Sekolah membuka ruang bagi orang tua dan penguji profesional untuk menguji langsung kualitas bacaan serta hafalan siswa di atas panggung. Hal ini dilakukan untuk memastikan bahwa setiap siswa memiliki standar kualitas yang merata dan dapat dipertanggungjawabkan
Ketua Yayasan Metavisi Akademika Nusantara, Dr. Ir. Syahriadi Kadir, M.Si., dalam sambutannya menegaskan bahwa di era digital yang penuh tantangan, Al-Qur’an harus menjadi benteng utama bagi anak-anak.

“Kami berkomitmen menjadikan Al-Qur’an sebagai fondasi karakter. Program ini bukan hanya soal prestasi akademik, tapi soal mempersiapkan penjaga kalam Allah di masa depan,” ujar beliau.
*Dukungan Penuh dari Kementerian Agama*
Kualitas siswa SIT
Ikhtiar juga mendapat apresiasi langsung dari perwakilan Kementerian Agama Kota Makassar, Hasan Pinang, S.Ag., M. Fil.i.
Dalam kunjungannya, beliau menekankan bahwa sertifikat Imtihan yang diterbitkan sekolah bukan sekadar tanda tamat belajar, melainkan “Tiket Emas”. Sertifikat ini diakui secara legal sebagai jalur prestasi bagi siswa yang ingin melanjutkan pendidikan ke jenjang yang lebih tinggi.
Acara ditutup dengan prosesi Khotmul Quran yang mengharukan, di mana para siswa melantunkan ayat-ayat suci sebagai simbol rasa syukur.
Dengan terlaksananya kegiatan ini, SIT Ikhtiar Makassar kembali membuktikan posisinya sebagai lembaga pendidikan unggulan di Makassar yang menyeimbangkan kecerdasan intelektual dengan kekuatan akidah.

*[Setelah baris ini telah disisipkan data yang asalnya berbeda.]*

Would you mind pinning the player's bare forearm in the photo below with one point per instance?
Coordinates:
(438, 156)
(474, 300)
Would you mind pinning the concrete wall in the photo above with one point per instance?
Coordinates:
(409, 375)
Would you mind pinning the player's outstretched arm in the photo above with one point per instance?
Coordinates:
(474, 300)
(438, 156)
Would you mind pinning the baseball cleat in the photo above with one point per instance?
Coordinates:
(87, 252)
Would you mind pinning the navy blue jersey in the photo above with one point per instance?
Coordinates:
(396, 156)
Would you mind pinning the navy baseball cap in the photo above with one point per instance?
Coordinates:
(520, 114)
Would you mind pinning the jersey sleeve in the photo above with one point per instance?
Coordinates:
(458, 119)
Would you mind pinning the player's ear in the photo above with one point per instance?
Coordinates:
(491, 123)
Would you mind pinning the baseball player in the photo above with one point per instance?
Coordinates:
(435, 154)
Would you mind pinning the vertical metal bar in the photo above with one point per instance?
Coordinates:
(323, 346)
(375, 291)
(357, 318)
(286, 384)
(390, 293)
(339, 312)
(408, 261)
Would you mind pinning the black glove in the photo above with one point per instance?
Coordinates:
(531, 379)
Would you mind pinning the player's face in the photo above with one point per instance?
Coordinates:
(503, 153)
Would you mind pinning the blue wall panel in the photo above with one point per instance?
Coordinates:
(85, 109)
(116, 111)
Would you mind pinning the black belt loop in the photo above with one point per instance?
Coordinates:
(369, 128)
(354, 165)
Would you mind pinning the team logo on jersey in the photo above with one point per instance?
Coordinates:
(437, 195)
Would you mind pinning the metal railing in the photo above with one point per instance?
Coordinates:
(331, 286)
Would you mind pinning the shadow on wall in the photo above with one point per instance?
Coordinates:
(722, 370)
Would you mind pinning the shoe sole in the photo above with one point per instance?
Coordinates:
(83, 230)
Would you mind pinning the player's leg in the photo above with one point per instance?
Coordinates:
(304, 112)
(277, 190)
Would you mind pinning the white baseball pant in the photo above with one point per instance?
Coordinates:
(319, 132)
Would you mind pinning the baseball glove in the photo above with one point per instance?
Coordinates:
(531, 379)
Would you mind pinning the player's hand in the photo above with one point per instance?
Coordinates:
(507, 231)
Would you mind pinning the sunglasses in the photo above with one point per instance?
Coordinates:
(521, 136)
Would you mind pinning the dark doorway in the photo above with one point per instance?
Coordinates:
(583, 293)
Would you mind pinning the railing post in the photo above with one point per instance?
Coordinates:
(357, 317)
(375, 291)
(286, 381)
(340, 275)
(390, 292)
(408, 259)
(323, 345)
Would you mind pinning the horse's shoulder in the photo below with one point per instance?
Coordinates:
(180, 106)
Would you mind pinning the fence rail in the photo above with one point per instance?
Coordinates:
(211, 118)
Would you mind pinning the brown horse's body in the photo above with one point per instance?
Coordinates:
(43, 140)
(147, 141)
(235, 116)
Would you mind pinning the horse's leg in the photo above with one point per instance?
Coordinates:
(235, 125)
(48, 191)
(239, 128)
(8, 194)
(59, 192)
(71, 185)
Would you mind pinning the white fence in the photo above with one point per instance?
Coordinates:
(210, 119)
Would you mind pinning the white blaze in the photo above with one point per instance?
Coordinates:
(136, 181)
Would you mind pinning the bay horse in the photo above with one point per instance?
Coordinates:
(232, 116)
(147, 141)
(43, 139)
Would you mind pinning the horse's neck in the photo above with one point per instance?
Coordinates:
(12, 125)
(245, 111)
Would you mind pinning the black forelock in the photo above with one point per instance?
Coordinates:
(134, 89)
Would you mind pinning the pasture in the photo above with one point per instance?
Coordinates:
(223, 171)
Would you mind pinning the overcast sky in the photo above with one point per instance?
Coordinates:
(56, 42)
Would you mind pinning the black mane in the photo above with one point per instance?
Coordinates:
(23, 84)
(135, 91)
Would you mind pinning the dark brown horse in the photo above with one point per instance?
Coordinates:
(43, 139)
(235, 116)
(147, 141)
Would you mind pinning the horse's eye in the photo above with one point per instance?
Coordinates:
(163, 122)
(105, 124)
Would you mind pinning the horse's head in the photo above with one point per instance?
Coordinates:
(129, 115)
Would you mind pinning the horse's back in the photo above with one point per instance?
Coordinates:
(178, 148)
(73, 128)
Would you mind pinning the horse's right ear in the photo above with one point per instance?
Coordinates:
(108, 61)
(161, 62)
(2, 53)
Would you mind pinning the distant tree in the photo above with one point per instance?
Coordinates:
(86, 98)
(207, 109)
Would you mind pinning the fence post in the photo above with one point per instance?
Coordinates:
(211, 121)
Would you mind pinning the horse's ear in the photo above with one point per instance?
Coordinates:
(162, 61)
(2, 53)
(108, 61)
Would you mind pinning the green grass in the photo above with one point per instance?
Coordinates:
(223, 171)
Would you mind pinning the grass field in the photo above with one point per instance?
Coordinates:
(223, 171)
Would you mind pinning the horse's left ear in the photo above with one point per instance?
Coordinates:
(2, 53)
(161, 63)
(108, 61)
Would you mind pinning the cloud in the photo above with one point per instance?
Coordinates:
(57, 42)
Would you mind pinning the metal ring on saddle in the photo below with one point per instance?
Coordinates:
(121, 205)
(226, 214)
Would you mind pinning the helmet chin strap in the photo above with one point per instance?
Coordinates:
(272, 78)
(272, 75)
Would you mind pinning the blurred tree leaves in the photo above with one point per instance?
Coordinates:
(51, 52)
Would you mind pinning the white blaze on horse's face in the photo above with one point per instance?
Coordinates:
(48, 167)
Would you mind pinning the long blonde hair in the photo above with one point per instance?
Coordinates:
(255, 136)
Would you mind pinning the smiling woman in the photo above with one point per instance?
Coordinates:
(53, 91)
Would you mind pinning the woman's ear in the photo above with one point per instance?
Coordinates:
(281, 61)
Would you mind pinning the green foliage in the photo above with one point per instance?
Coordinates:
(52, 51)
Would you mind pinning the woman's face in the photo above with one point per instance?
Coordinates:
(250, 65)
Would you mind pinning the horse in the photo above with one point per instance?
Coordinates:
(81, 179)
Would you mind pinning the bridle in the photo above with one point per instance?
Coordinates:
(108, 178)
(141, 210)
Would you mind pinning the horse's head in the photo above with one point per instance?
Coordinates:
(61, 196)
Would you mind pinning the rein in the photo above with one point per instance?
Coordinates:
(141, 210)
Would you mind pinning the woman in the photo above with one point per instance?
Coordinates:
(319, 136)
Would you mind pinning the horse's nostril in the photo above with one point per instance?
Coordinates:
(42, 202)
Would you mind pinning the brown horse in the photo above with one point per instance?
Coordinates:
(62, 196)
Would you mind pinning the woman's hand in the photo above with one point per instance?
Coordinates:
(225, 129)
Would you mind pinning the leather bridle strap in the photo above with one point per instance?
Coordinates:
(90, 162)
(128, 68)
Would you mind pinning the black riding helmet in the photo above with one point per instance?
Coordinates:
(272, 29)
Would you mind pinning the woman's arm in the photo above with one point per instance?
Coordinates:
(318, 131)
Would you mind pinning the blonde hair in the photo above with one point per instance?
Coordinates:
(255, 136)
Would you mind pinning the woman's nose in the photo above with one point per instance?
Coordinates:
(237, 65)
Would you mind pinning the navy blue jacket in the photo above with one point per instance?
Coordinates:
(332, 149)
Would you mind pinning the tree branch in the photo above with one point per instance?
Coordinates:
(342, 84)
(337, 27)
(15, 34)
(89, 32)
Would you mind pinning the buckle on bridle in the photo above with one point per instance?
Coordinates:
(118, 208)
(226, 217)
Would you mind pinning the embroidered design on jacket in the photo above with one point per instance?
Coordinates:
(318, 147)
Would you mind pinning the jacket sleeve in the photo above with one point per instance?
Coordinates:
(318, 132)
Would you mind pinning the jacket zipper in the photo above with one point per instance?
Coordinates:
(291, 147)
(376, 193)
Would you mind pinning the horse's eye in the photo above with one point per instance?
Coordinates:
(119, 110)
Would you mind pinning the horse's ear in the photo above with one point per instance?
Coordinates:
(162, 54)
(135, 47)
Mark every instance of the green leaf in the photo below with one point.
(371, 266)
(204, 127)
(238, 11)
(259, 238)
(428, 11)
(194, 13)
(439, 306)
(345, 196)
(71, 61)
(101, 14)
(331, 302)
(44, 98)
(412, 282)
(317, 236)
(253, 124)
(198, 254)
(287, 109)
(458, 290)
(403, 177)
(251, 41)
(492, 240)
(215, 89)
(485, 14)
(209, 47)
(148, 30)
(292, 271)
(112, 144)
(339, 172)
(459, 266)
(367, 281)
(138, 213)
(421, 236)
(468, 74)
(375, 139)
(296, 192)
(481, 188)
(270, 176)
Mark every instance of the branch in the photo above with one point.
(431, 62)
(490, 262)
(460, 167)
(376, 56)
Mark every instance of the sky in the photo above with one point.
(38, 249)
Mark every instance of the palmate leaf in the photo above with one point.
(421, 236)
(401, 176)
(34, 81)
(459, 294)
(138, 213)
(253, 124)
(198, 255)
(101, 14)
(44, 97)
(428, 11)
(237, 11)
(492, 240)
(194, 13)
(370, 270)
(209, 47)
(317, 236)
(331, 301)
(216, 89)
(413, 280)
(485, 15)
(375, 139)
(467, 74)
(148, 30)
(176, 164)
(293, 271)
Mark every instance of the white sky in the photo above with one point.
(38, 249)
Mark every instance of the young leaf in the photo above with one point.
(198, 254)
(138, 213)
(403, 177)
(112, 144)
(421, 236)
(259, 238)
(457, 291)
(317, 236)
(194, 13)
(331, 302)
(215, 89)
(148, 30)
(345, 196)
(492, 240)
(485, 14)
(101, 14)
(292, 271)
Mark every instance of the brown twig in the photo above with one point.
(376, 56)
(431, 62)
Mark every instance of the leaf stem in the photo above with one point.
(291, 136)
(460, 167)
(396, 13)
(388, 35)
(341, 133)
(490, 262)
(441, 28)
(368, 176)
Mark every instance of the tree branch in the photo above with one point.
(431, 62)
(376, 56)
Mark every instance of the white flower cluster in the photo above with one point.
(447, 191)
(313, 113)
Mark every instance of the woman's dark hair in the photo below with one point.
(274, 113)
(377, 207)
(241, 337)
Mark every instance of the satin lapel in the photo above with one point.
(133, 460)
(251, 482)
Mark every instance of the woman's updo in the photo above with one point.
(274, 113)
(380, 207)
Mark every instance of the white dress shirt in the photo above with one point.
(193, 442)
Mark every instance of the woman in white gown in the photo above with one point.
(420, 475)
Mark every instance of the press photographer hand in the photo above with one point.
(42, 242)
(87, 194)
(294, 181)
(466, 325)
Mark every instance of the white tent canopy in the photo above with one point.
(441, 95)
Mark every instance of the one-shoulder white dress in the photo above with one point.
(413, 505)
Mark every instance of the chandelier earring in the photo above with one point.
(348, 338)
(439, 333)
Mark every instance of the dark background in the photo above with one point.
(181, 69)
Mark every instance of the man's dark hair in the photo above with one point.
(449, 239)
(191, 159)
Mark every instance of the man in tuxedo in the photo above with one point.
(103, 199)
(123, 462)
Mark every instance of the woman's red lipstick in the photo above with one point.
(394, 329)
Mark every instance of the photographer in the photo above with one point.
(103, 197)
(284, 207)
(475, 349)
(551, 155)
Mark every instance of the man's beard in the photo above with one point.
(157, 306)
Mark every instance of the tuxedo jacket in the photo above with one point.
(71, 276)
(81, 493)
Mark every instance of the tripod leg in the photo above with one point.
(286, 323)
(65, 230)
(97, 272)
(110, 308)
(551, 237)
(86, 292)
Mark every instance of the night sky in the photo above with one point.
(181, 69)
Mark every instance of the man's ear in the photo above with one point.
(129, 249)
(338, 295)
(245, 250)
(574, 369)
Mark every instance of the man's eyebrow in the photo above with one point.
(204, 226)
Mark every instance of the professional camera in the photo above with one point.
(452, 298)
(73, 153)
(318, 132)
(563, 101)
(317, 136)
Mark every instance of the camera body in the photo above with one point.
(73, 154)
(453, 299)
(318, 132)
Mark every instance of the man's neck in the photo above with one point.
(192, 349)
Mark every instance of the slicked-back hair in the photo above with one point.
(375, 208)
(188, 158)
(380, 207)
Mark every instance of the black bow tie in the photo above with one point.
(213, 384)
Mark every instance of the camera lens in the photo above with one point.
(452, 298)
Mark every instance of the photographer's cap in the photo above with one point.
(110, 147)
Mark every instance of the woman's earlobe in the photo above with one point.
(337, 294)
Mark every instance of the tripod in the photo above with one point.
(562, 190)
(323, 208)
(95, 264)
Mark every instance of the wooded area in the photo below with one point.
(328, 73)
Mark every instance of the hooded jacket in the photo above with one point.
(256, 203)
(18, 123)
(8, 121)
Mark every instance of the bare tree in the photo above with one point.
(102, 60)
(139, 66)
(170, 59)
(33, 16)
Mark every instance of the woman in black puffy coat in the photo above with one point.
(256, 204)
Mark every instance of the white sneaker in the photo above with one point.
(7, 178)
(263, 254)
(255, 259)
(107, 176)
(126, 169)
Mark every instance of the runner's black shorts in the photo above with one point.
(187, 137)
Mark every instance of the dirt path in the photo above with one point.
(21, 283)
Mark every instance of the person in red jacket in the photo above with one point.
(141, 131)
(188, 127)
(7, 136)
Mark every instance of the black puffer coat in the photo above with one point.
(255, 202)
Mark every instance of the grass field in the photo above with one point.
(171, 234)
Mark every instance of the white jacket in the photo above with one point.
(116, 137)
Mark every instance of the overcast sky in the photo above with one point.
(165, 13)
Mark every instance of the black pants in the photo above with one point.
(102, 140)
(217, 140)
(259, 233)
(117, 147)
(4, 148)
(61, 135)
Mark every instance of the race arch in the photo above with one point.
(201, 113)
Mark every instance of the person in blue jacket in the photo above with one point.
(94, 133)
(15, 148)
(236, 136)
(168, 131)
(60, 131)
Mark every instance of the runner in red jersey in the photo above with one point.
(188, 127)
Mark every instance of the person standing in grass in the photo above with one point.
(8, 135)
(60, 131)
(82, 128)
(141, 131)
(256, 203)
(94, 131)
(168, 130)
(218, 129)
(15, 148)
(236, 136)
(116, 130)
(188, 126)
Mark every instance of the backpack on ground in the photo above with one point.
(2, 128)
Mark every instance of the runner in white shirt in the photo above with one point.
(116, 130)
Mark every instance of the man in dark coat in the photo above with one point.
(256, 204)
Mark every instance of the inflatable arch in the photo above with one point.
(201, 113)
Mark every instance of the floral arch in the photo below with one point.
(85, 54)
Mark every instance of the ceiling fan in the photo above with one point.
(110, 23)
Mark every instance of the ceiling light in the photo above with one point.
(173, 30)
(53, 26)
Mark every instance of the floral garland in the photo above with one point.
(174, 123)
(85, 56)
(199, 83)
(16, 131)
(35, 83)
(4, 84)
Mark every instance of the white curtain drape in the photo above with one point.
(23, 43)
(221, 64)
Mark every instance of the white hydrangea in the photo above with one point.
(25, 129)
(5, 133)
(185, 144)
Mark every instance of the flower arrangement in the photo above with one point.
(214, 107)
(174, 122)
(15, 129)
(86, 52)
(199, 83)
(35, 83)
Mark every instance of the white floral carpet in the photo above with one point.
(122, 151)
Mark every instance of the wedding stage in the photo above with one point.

*Investasi Akhirat dan Mahkota Kemuliaan*
Suasana haru menyelimuti ruangan saat Ust. Salman Al-Farisi, S.Pd., G.R., memberikan sambutannya. Beliau menekankan bahwa prosesi Imtihan ini bukan sekadar ujian akademis, melainkan sebuah perjalanan spiritual yang panjang.
“Anak-anak kita hari ini bukan hanya sedang menempuh ujian sekolah, tapi mereka sedang meniti jalan untuk memakaikan mahkota kemuliaan bagi Bapak dan Ibu di akhirat kelak,” tutur Ust. Salman yang disambut isak haru para orang tua murid.
Pesan ini mempertegas bahwa setiap ayat yang dihafal adalah investasi abadi yang hasilnya akan dipetik hingga ke surga nanti.
Barakallahu Fiikum kepada seluruh peserta Imtihan! Semoga istiqomah menjadi sahabat Al-Qur’an.